Expectations were high just two weeks ago, when chief U.N. nuclear inspector Yukiya Amano emerged from talks in Tehran with Iranian President Hasan Rouhani saying Iran had given “a firm commitment” to cooperation and suggesting that years of deadlock had been broken.

Two diplomats told The Associated Press that Amano’s International Atomic Energy Agency will issue a confidential report this week saying that Iran has not provided information to substantially advance the probe, a finding that could affect talks between Iran and six major powers.

The diplomats spoke only on condition of anonymity because they are not authorized to discuss the confidential talks. IAEA spokeswoman Gill Tudor said Wednesday that the agency would have no comment. Iran’s mission to the IAEA said Reza Najafi, the chief delegate to the agency, was in Tehran and nobody else could talk to reporters.

On Friday, August 29, the US Department of State and the Treasury Department placed 25 Iranian individuals and entities in the sanctions list for their involvement in Iran’s missile and nuclear programs, sanctions evasion efforts, and support for terrorism.

The main entity placed under sanctions by the State Department was SPND, a body that functions as the brain center of Iranian clandestine nuclear weapons program. The principal Iranian opposition group, the People’s Mojahedin organization of Iran, MEK, exposed SPND in July 2011.

A determination that the IAEA probe has stalled would embarrass Amano considering his optimistic comments after Aug. 17 talks with Rouhani. It also would strengthen those in U.S. Congress and elsewhere who are skeptical of predictions that Rouhani’s assumption of the presidency last year marked a turn away from confrontation on the nuclear issue.

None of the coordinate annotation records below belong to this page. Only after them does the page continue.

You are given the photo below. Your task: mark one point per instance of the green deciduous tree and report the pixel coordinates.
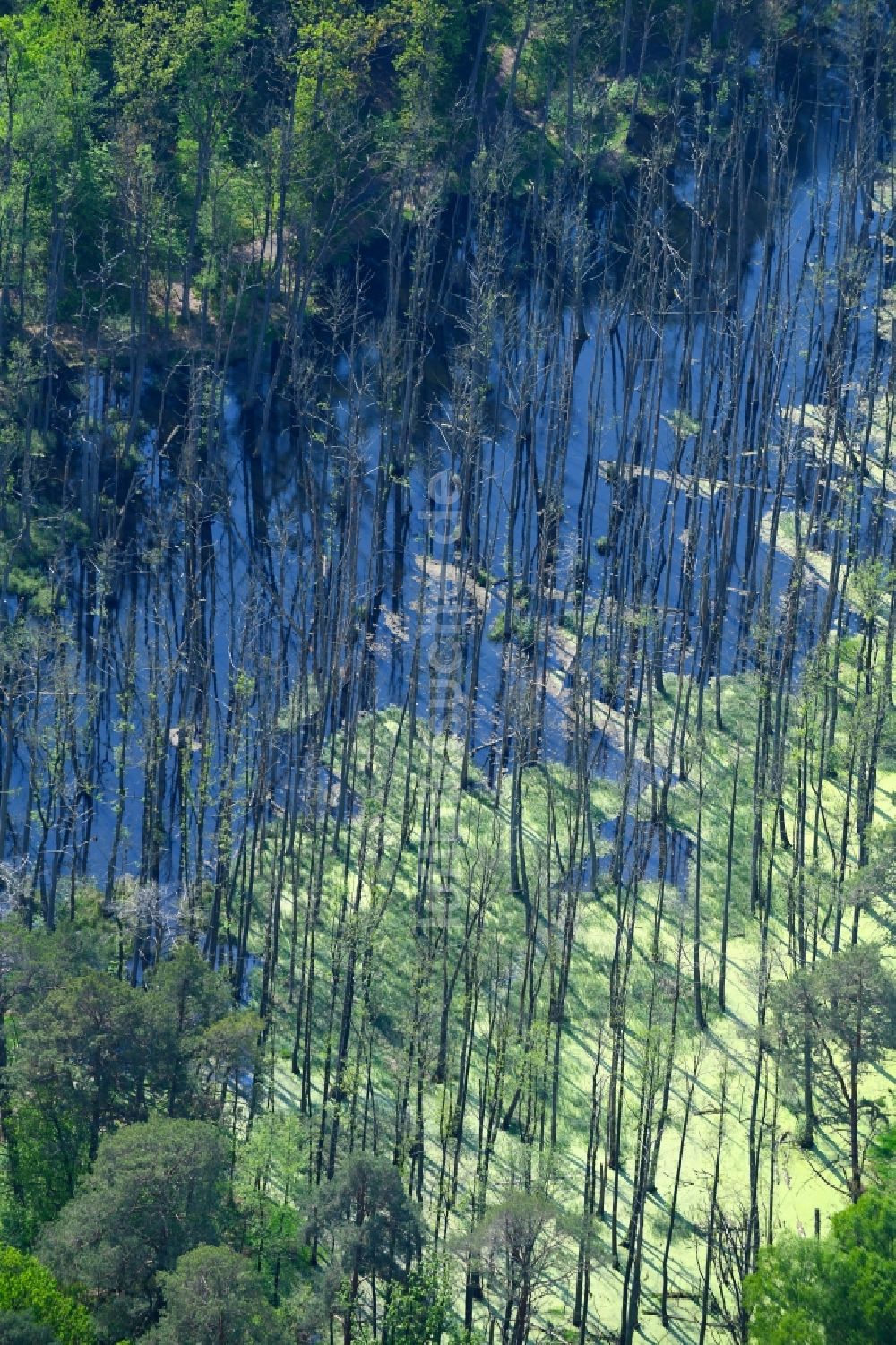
(156, 1191)
(214, 1297)
(31, 1301)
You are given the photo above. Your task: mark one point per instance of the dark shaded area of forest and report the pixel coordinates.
(447, 620)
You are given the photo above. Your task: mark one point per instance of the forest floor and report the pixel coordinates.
(471, 850)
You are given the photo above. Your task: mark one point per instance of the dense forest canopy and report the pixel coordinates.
(447, 622)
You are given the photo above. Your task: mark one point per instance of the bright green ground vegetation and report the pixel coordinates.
(397, 928)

Iran and the IAEA agreed in February to a new start to the probe after a decade of deadlock, marked by Tehran’s insistence that 1,000 pages of allegations of nuclear activity were based on falsified intelligence from the United States and arch-foe Israel.

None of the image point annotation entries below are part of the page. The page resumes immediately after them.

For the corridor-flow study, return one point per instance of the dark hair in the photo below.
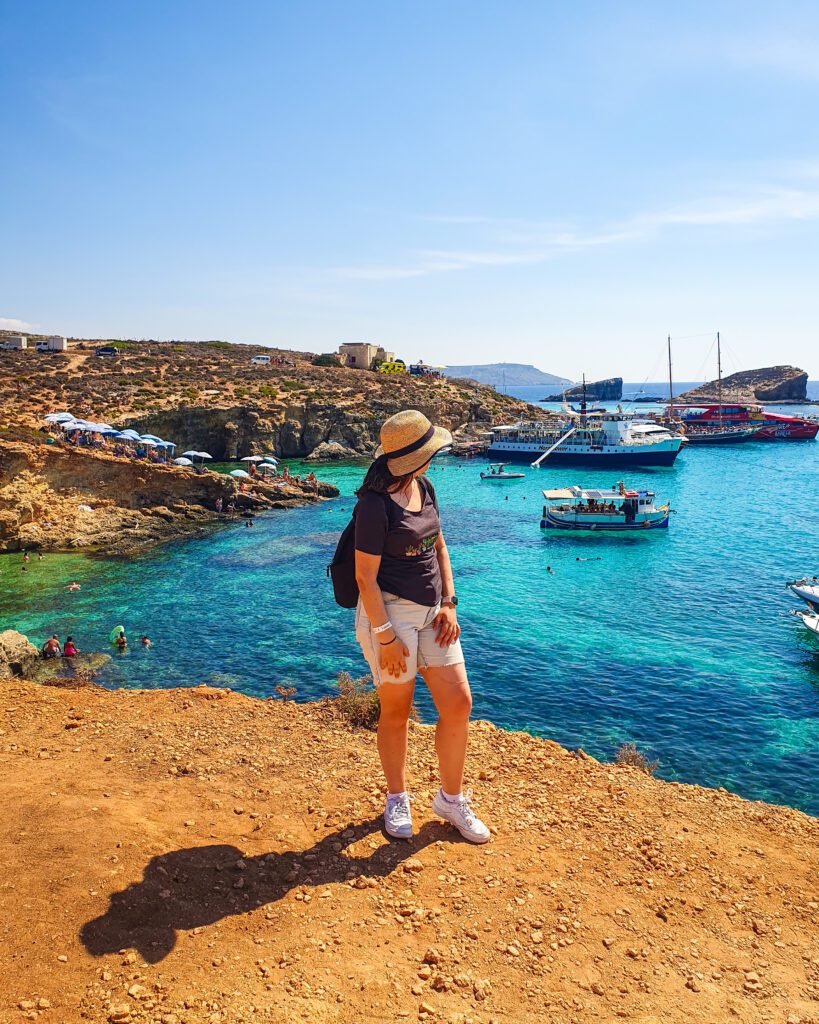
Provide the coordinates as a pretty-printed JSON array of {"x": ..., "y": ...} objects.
[{"x": 380, "y": 480}]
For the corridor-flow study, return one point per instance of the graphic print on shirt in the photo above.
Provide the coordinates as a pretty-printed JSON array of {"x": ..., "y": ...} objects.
[{"x": 422, "y": 547}]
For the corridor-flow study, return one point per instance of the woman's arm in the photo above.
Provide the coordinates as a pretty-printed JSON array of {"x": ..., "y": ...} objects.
[
  {"x": 393, "y": 651},
  {"x": 446, "y": 620}
]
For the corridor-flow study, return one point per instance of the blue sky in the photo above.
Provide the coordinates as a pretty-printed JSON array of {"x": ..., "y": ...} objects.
[{"x": 542, "y": 182}]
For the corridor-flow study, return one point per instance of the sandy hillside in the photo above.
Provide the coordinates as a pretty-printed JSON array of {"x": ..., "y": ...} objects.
[{"x": 197, "y": 856}]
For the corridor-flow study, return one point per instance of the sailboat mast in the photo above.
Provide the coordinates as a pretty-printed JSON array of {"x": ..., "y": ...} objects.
[
  {"x": 719, "y": 380},
  {"x": 671, "y": 382}
]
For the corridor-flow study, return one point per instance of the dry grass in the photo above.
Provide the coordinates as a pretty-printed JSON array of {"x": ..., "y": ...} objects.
[{"x": 629, "y": 756}]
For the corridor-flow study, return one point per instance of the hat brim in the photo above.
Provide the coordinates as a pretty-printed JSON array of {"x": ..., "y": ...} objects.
[{"x": 441, "y": 438}]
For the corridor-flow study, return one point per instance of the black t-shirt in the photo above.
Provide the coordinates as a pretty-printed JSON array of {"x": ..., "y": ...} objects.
[{"x": 405, "y": 542}]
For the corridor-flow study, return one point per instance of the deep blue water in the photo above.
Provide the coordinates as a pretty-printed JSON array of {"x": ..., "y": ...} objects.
[{"x": 679, "y": 641}]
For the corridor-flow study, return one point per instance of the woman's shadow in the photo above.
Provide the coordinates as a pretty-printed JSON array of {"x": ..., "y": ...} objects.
[{"x": 186, "y": 889}]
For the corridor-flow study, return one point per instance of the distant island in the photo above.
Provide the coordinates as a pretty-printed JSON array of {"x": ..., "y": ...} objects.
[
  {"x": 609, "y": 389},
  {"x": 509, "y": 374},
  {"x": 781, "y": 384}
]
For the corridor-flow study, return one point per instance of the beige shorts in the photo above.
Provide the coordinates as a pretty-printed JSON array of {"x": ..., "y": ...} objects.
[{"x": 413, "y": 625}]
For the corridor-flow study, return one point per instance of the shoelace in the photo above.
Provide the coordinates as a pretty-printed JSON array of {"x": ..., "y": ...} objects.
[
  {"x": 398, "y": 808},
  {"x": 465, "y": 807}
]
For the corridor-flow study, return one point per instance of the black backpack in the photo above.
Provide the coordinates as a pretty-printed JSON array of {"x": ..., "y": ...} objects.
[{"x": 342, "y": 569}]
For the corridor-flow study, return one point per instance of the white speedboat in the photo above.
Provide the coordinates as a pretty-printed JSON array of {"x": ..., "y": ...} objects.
[
  {"x": 808, "y": 590},
  {"x": 809, "y": 620},
  {"x": 498, "y": 471},
  {"x": 620, "y": 510}
]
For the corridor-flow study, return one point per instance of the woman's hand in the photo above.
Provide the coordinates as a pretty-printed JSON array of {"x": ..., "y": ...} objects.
[
  {"x": 446, "y": 624},
  {"x": 393, "y": 657}
]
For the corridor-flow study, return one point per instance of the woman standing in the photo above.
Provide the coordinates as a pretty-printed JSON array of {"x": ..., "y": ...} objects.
[{"x": 406, "y": 621}]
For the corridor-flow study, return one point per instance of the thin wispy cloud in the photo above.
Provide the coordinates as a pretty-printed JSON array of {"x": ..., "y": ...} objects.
[
  {"x": 511, "y": 242},
  {"x": 10, "y": 324}
]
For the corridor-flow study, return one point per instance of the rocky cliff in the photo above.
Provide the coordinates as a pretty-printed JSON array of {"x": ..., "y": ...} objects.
[
  {"x": 779, "y": 384},
  {"x": 57, "y": 497},
  {"x": 211, "y": 397},
  {"x": 606, "y": 390},
  {"x": 195, "y": 856}
]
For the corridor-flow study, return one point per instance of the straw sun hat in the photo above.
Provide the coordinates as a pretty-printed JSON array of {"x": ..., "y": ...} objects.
[{"x": 410, "y": 440}]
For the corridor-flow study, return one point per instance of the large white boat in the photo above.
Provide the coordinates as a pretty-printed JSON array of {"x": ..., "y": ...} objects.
[
  {"x": 603, "y": 511},
  {"x": 591, "y": 438},
  {"x": 808, "y": 590}
]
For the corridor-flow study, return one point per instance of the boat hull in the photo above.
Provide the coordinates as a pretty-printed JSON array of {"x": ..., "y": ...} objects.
[
  {"x": 615, "y": 459},
  {"x": 576, "y": 525}
]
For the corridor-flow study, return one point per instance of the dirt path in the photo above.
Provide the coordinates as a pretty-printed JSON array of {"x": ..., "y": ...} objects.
[{"x": 197, "y": 856}]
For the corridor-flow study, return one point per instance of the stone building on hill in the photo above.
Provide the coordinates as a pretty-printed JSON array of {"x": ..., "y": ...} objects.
[{"x": 360, "y": 354}]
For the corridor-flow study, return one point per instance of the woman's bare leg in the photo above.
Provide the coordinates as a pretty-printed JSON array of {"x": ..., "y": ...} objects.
[
  {"x": 396, "y": 699},
  {"x": 449, "y": 688}
]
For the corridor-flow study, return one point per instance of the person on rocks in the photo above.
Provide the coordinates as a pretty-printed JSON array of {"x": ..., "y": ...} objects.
[
  {"x": 51, "y": 647},
  {"x": 406, "y": 622}
]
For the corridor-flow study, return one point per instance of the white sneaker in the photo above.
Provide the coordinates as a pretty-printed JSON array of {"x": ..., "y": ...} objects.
[
  {"x": 397, "y": 816},
  {"x": 460, "y": 814}
]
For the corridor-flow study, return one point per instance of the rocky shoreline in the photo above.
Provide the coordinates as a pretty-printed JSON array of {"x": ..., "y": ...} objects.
[
  {"x": 58, "y": 498},
  {"x": 196, "y": 856}
]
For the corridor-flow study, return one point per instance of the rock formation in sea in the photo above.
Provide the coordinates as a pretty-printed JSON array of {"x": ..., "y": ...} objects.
[
  {"x": 775, "y": 384},
  {"x": 609, "y": 389},
  {"x": 17, "y": 655}
]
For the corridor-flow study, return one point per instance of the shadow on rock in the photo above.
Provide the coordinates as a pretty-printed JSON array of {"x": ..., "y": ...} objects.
[{"x": 186, "y": 889}]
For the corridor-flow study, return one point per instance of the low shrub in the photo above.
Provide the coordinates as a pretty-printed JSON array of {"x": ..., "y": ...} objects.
[
  {"x": 629, "y": 756},
  {"x": 357, "y": 701}
]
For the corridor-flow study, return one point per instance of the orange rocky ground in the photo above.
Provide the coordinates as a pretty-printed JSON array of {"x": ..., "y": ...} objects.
[{"x": 192, "y": 856}]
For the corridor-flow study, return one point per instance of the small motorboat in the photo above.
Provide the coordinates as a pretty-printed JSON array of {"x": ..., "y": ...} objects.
[
  {"x": 808, "y": 590},
  {"x": 498, "y": 472},
  {"x": 809, "y": 619},
  {"x": 621, "y": 510}
]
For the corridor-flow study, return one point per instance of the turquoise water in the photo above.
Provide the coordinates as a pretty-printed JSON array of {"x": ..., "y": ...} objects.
[{"x": 678, "y": 641}]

Since then, the U.N. agency has sought information on three issues: alleged experiments with detonators that can be used to set off a nuclear explosion; separate work on high-explosive charges also used in nuclear blasts, and alleged studies on calculating nuclear explosive yields.

Iran denies wanting — or ever working on — nuclear arms. The diplomats said that as of Wednesday morning it had provided information only on the detonators, insisting that they were used for oil exploration. While such applications are possible, the agency says that its body of interconnected information suggests that they were being tested for nuclear weapons use.

No information has been given on the other two issues, the diplomats said, although two senior IAEA experts pressed Iranian counterparts for seven hours during a visit to Tehran this weekend.

The diplomats said Iranian officials dismissed IAEA requests to interview those suspected of involvement in the alleged experiments, saying that could expose the scientists to assassination attempts by Israel.